Sementara itu, anggota Komisi C DPRD Sleman lainnya, Chisya Ayu Puspitaweni, menilai bahwa Peraturan Daerah (Perda) Nomor 13 Tahun 2015 tentang Penyelenggaraan Jalan sudah tidak lagi sesuai dengan tantangan saat ini.
“Perdanya sudah berusia cukup lama. Dengan perkembangan tata ruang dan pertumbuhan kawasan seperti tol, rest area, dan destinasi wisata baru, regulasi tersebut perlu diperbarui,” jelas Chisya.
Ia menyebut, pembaruan Perda diperlukan agar pengelolaan jalan di Sleman tidak hanya fokus pada estetika jalan yang mulus, tetapi juga pada aspek pendukung seperti drainase dan daya serap air.
“Jalan halus itu bukan sekadar mulus. Karena yang sering dikeluhkan warga bukan hanya lubangnya, tapi juga air yang menggenang. Jadi drainase dan serapan air harus jadi satu paket perbaikan, bukan Cuma tambal sulam,” tegasnya.
Di samping itu, Chisya juga menyoroti perlunya dasar objektif dalam penentuan prioritas proyek pembangunan.
“Kami melihat kadang ada usulan yang sifatnya subjektif. Padahal, penganggaran harus berdasarkan urgensi dan kondisi nyata di lapangan,” tambahnya.
Dari sisi regulasi, Kepala Bagian Hukum Sekretariat Daerah Sleman, Hendra Adi Riyanto, menjelaskan bahwa Perda No.13/2015 sebenarnya masih bisa diterapkan, tetapi memang perlu penyesuaian dengan Undang-Undang Jalan yang baru.

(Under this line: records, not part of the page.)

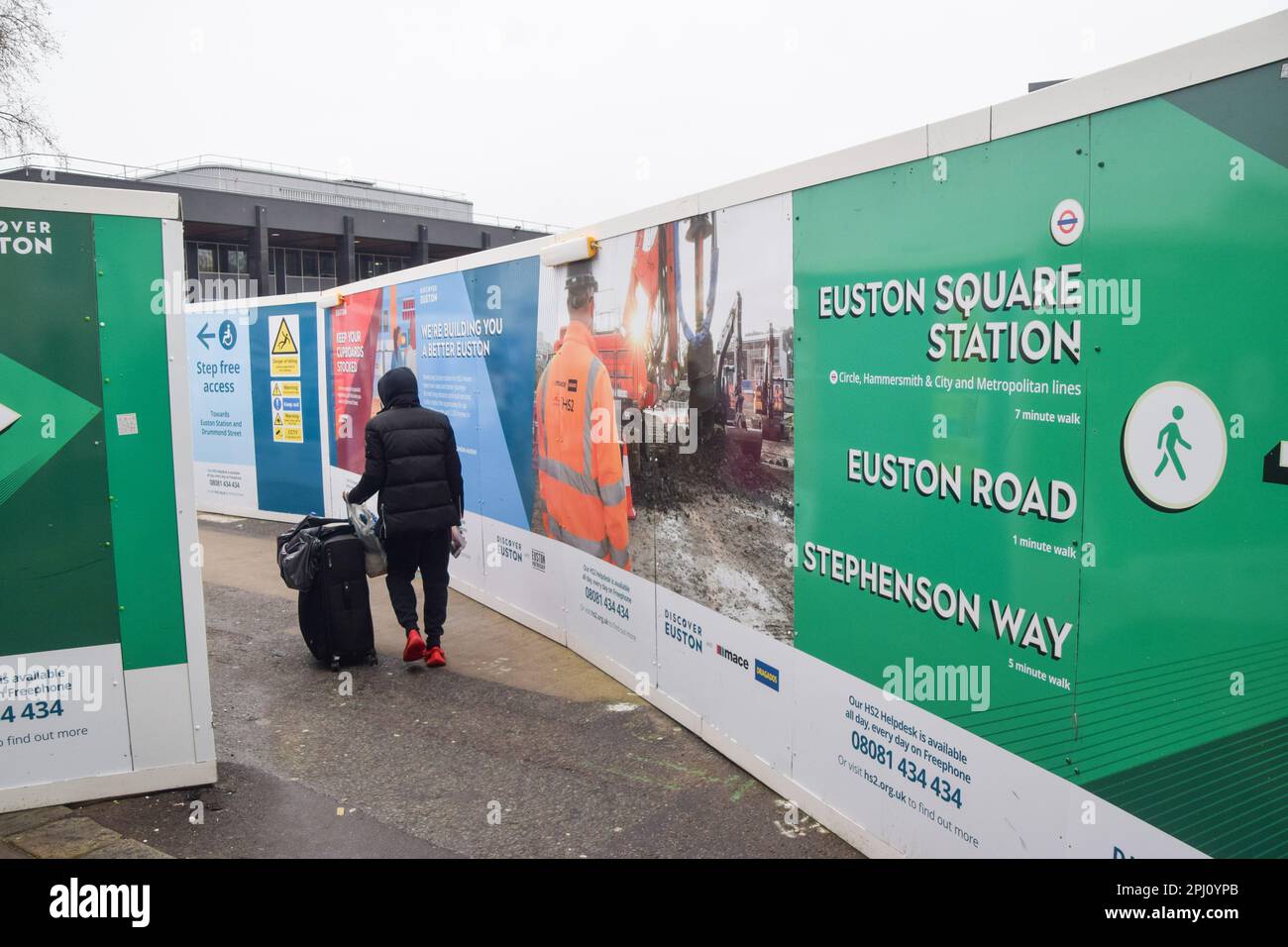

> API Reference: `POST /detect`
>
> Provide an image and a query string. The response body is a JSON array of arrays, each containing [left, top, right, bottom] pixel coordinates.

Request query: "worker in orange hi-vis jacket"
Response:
[[536, 262, 631, 570]]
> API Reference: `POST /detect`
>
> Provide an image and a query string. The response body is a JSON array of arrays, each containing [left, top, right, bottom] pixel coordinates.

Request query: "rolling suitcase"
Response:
[[300, 527, 376, 670]]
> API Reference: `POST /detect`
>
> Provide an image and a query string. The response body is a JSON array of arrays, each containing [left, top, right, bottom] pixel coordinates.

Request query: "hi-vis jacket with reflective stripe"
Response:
[[536, 320, 631, 570]]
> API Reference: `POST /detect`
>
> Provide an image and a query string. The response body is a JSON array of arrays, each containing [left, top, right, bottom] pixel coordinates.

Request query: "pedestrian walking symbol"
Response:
[[1124, 381, 1227, 511], [1154, 404, 1194, 480]]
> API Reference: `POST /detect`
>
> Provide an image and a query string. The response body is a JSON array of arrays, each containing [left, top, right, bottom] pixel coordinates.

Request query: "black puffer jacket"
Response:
[[349, 368, 465, 536]]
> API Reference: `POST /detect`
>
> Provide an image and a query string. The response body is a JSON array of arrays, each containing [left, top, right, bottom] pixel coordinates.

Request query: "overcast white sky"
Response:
[[32, 0, 1284, 226]]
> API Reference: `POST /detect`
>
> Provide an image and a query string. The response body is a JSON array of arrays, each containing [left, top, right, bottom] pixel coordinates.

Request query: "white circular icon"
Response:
[[1051, 197, 1087, 246], [1124, 381, 1227, 510]]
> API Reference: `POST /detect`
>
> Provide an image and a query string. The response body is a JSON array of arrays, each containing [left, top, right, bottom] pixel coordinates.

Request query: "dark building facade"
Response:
[[0, 155, 553, 299]]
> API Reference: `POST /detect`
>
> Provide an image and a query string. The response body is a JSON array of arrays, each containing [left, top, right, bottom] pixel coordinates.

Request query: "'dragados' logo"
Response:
[[1122, 381, 1227, 511], [754, 657, 781, 690]]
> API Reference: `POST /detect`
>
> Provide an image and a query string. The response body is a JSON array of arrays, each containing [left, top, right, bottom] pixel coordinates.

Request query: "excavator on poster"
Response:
[[595, 214, 793, 469]]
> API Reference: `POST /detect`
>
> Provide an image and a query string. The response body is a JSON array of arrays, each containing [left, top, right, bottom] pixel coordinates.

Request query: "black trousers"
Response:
[[383, 530, 452, 644]]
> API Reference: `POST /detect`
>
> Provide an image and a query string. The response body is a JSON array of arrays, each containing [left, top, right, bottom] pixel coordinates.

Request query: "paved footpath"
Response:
[[12, 518, 857, 858]]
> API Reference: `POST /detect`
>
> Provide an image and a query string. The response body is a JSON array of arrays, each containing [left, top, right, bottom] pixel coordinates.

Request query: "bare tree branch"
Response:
[[0, 0, 58, 154]]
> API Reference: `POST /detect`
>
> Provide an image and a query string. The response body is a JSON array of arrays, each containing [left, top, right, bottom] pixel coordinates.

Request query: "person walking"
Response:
[[536, 263, 631, 570], [344, 368, 465, 668]]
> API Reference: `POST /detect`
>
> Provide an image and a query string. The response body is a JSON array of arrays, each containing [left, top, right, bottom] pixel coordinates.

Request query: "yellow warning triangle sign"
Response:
[[273, 320, 300, 356]]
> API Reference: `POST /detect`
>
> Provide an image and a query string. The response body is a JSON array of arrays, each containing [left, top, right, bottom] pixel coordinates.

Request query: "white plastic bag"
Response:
[[349, 502, 389, 579]]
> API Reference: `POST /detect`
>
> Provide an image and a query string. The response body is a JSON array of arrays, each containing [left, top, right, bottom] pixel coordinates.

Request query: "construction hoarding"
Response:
[[203, 16, 1288, 857], [0, 183, 215, 810]]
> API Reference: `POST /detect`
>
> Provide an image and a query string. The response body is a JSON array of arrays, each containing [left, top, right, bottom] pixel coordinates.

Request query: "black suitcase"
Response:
[[300, 527, 376, 670]]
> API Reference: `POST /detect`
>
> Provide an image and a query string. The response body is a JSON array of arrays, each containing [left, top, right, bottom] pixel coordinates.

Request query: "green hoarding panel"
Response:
[[0, 209, 120, 655], [1073, 65, 1288, 856], [94, 217, 187, 670], [794, 120, 1090, 775]]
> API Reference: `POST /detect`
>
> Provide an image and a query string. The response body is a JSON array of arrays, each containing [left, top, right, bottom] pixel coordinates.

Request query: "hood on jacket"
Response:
[[376, 366, 420, 410]]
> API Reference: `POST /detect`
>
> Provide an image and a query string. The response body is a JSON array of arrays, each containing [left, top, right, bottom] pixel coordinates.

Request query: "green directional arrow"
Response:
[[0, 355, 99, 506]]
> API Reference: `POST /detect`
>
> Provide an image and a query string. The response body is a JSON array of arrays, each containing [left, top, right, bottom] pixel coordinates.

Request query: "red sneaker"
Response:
[[403, 627, 425, 663]]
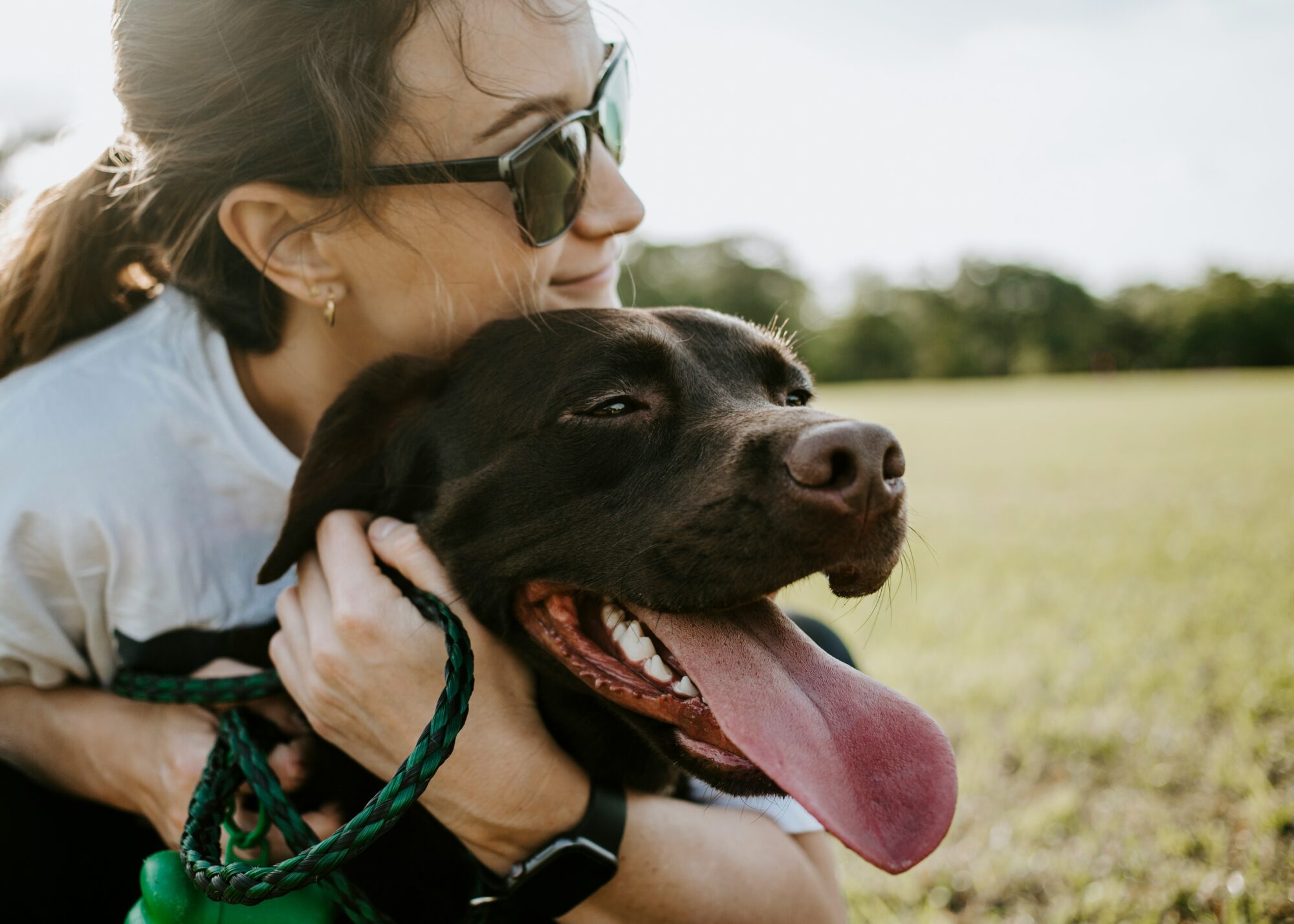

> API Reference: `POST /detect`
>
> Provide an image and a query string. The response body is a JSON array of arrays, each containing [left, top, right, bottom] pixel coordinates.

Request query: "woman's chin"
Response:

“Undang-Undang Jalan Tahun 2022 memberikan ruang bagi pemerintah di bawahnya untuk meminta bantuan ke tingkat lebih tinggi jika kemampuan keuangan terbatas. Misalnya, jalan desa bisa minta bantuan ke kabupaten, dan kalau kabupaten tidak mampu, bisa ke provinsi atau pusat,” papar Hendra.
Tahun ini, Pemkab Sleman juga telah menetapkan 51 jalan desa yang statusnya naik menjadi jalan kabupaten. Setiap kalurahan diminta mengajukan tiga poros jalan utama yang rusak untuk mendapat prioritas pemeliharaan.
“Dengan anggaran yang terbatas, sifatnya masih tambal sulam atau pemeliharaan ringan. Tapi itu langkah awal,” kata Hendra.
Ia menambahkan, proses pembentukan perda bisa berasal dari eksekutif maupun legislatif. Jika usulan datang dari eksekutif, pemrakarsanya adalah dinas teknis terkait, seperti Dinas Pekerjaan Umum.
“Nanti akan melalui tahapan perencanaan, penyusunan, hingga pembahasan di pansus DPRD. Masyarakat pun dilibatkan melalui forum seperti FGD untuk memberi masukan,” jelasnya.
Ia menekankan pentingnya sinergi antara pemerintah, DPRD, dan masyarakat dalam menjaga kualitas jalan.
“Pembangunan jalan melibatkan partisipasi publik, mulai dari pengawasan hingga kontribusi lewat pajak dan retribusi,” ujarnya.